0

To solve imbalanced data, I used oversampling strategy using ROSE algorithm in Python. As you may know, ROSE is a smoothed bootstrapping method and we can control the dispersion of the augmented data.

I am wondering — is there any rule of thumb on the dispersion (or shrinkage parameter in Python imbalanced learn (imblearn) package? We would like to publish a paper on this, so I would probably need to justify the dispersion of augmented data.

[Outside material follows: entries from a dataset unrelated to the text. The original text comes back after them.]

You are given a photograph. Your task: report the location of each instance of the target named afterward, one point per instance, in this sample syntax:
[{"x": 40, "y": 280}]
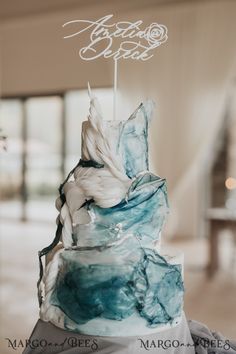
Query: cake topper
[{"x": 133, "y": 41}]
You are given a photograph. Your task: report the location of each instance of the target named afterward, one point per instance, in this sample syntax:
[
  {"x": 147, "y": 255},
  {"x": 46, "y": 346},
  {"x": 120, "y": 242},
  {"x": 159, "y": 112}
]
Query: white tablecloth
[{"x": 46, "y": 338}]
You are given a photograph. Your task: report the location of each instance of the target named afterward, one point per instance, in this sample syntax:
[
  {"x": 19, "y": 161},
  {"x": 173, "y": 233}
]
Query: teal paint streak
[
  {"x": 142, "y": 214},
  {"x": 145, "y": 283}
]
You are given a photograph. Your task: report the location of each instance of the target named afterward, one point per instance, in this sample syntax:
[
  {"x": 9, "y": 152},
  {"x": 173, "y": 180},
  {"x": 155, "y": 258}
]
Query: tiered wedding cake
[{"x": 105, "y": 274}]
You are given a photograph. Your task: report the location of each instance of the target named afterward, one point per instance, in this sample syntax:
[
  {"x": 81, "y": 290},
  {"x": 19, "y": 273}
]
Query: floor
[{"x": 212, "y": 302}]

  • Why is imbalanced data a problem for your work? Statisticians tend not to consider it a problem. https://stats.stackexchange.com/questions/357466/are-unbalanced-datasets-problematic-and-how-does-oversampling-purport-to-he https://www.fharrell.com/post/class-damage/ https://www.fharrell.com/post/classification/ https://stats.stackexchange.com/a/359936/247274 https://stats.stackexchange.com/questions/464636/proper-scoring-rule-when-there-is-a-decision-to-make-e-g-spam-vs-ham-email https://twitter.com/f2harrell/status/1062424969366462473?lang=en – Dave Nov 15 '21 at 02:11
  • 1
    So you're saying that oversampling and undersampling is useless/misleading and one should use proper metrics as opposed to those methods? If so, is there any published paper that I could reference to for this? – Darren Christopher Nov 15 '21 at 02:34

0 Answers0